Juliano Domingues

A tristeza alheia tende a nos deixar cabisbaixos, da mesma forma que a felicidade do outro ainda costuma ser motivo de satisfação para nós mesmos, para a sorte da humanidade. Daí os sentimentos de piedade, compaixão e empatia que fazem do altruísta uma espécie de egoísta do bem, por mais contraditório que isso possa parecer.

A pandemia do coronavírus tem oferecido a oportunidade de exercitarmos essa capacidade de nos colocarmos no lugar do outro, o que pode ser medido em números. Nunca o brasileiro doou tanto quanto agora, conforme indica o Monitor das Doações da Associação Brasileira de Captadores de Recursos (ABCR). Mais de 478 mil pessoas já doaram R$ 6.043.066.147 para ações de combate aos efeitos da pandemia e, a cada dia, uma média de 15 mil pessoas adere a esse movimento de solidariedade interpessoal.

Há muito, os grupos mais vulneráveis socialmente superam dificuldades com solidariedade, o que tem se confirmado no atual contexto. Durante a pandemia, 63% dos moradores de favela fizeram alguma doação, percentual bem maior se comparado ao da população brasileira em geral (49%). Esse número foi levantado pela pesquisa “Pandemia na Favela – A realidade de 14 milhões de favelados no combate ao novo Coronavírus”, investigação realizada pelo Data Favela em uma parceria entre o Instituto Locomotiva, Central Única das Favelas (CUFA) e Favela Holding.

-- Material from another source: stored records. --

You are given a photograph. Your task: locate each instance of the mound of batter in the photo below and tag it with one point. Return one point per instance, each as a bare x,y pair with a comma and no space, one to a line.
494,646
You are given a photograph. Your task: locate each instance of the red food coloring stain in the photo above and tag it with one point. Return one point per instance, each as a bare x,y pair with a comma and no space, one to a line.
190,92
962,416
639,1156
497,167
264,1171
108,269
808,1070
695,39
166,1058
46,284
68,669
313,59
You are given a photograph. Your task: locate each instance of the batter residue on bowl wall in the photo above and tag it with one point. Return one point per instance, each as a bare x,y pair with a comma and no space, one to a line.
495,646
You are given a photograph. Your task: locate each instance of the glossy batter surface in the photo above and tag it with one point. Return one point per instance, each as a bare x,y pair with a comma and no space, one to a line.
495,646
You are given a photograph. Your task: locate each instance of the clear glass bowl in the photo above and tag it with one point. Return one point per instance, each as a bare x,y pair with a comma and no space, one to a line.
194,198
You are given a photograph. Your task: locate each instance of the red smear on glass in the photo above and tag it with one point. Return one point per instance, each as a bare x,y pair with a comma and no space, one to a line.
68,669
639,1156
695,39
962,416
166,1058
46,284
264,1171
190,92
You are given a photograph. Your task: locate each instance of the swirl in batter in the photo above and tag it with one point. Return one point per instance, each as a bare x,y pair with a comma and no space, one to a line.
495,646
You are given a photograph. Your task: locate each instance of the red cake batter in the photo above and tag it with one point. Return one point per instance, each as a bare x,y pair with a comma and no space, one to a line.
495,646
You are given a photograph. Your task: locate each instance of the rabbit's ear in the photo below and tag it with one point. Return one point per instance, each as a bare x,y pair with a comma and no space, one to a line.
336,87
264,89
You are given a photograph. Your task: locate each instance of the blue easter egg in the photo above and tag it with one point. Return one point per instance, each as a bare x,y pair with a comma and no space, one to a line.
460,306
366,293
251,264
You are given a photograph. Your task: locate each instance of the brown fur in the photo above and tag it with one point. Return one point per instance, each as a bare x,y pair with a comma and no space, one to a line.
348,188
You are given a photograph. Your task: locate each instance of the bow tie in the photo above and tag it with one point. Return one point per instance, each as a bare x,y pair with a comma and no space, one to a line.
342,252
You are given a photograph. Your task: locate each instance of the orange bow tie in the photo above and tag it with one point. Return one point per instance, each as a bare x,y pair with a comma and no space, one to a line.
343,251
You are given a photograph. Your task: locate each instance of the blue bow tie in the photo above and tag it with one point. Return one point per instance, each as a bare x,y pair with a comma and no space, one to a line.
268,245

O sentimento de solidariedade interpessoal compartilhado de modo mais amplo e intenso nos últimos meses pode continuar a permear as nossas relações sociais. Não se trata apenas de expectativa, mas de hipótese com base em algumas evidências animadoras. Pesquisa Datafolha aponta, por exemplo, que 49% dos 56% dos paulistanos que doaram alimentos ou produtos de higiene na pandemia dizem que vão manter esse hábito mesmo após a covid 19. Tudo indica, aliás, que ele será ainda mais necessário para enfrentarmos o agravamento das múltiplas crises provocadas pela pandemia.

Para sorte da humanidade, a regra segundo a qual hábitos adquiridos tendem a se perpetuar no tempo vale também para as boas práticas. Uma vez compartilhados, sentimentos nobres como piedade, empatia e compaixão reforçam laços sociais e encontram no ambiente adverso da pandemia a chance exemplar de se transformarem em ações capazes de fomentar coesão social e sentimento de coletividade. Essa oportunidade não pode ser desperdiçada.

Juliano Domingues é professor da Universidade Católica de Pernambuco (Unicap).
Texto publicado no Jornal do Commercio no dia 16 de agosto de 2020.